Foreign lawyers can be banned from exam

The Associated Press

July 4, 2003

NEW ORLEANS (AP) — The Louisiana Supreme Court has the right to make the state bar exam off limits to foreign lawyers temporarily living in the United States, a federal judge has ruled.

U.S. District Judge Jay Zainey rejected a March lawsuit filed by four foreign-trained lawyers working as paralegals in New Orleans. They had sought a ruling saying the Supreme Court rule that keeps them from taking the attorney admissions test violates the U.S. Constitution.

The judge also rejected an argument from a Canadian lawyer that Louisiana’s ban is in violation of the 1992 North American Free Trade Agreement between the United States and Canada.

French citizens Karen Leclerc, Guillaume Jarry and Beatrice Boulord, along with Canadian Maureen Affleck, all graduates of law schools in their home countries, brought the case in hopes of being able to take the bar examination this month.

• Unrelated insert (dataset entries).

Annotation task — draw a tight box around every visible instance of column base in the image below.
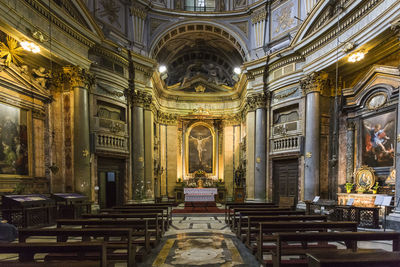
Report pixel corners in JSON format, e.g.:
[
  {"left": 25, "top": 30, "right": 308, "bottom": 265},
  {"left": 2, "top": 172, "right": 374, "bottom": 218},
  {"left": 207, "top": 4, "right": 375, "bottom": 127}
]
[{"left": 385, "top": 212, "right": 400, "bottom": 230}]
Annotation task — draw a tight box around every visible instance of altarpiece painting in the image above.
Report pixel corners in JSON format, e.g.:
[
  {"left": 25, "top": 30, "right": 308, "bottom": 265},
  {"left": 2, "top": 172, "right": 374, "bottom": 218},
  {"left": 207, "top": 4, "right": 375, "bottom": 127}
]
[
  {"left": 187, "top": 124, "right": 214, "bottom": 174},
  {"left": 362, "top": 111, "right": 395, "bottom": 168},
  {"left": 0, "top": 102, "right": 29, "bottom": 175}
]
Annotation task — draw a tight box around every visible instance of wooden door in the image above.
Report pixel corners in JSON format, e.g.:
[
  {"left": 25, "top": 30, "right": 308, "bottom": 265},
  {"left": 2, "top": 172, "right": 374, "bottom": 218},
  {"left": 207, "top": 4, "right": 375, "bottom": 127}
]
[{"left": 273, "top": 159, "right": 298, "bottom": 204}]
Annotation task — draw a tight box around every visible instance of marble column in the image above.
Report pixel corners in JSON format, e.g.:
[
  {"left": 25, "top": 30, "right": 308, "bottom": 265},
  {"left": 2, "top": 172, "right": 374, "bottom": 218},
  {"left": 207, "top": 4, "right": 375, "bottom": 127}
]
[
  {"left": 64, "top": 66, "right": 92, "bottom": 197},
  {"left": 300, "top": 72, "right": 329, "bottom": 201},
  {"left": 132, "top": 105, "right": 145, "bottom": 200},
  {"left": 304, "top": 91, "right": 320, "bottom": 200},
  {"left": 346, "top": 121, "right": 355, "bottom": 183},
  {"left": 395, "top": 85, "right": 400, "bottom": 211},
  {"left": 255, "top": 108, "right": 266, "bottom": 201}
]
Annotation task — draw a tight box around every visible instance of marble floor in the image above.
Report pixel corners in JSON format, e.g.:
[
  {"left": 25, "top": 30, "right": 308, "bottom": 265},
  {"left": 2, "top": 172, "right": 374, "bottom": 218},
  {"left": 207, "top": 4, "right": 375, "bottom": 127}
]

In his ruling Wednesday, Zainey sided with the Supreme Court on the question of limiting eligibility for the test to U.S. citizens or resident aliens, and foreign-trained lawyers who are permanent U.S. residents.

Zainey noted that during a hearing on the case, lawyers representing the state Supreme Court’s members “pointed out the near impossibility of tracking down client files, evidence, etc., should a non-resident alien be forced to leave the United States on unfavorable and sudden terms.”

The judge also wrote that the Supreme Court “would lack any type of disciplinary recourse against an alien lawyer once deported outside of any state bar’s jurisdiction.”

Affleck had argued that she should be considered a special category of nonresident alien and allowed to take the bar because, as a Canadian, she falls under the United States’ NAFTA terms with Canada. NAFTA allows for relaxed passage of professionals between the two countries.

Zainey found her argument “wholly uncompelling,” partly because her visa was issued in connection with her husband’s visa, which he received as a worker with specialized knowledge transferred to work in the United States.

Louis Koerner, who represented the plaintiffs, has said Louisiana is the only state with a ban on nonresident aliens taking the bar. Nonresident aliens can take the Michigan state bar, but may not practice law.

Koerner was traveling Thursday and unavailable to comment on Zainey’s ruling.

The lawsuit also had questioned whether the state Supreme Court’s revisions of its rules was related to the success of foreign-born lawyers who now practice in Louisiana, such as Clive Stafford-Smith, who is active in death penalty cases. The ruling does not directly affect Stafford-Smith, a native of Britain, because he is now a U.S. citizen.

But he called Zainey’s ruling “a tragedy for indigent people in Louisiana” who need legal help.

“It’s hard to understand why, given the lack of resources we have for poor people, why we would look a gift horse in the mouth when other people are willing to help us,” Stafford-Smith said.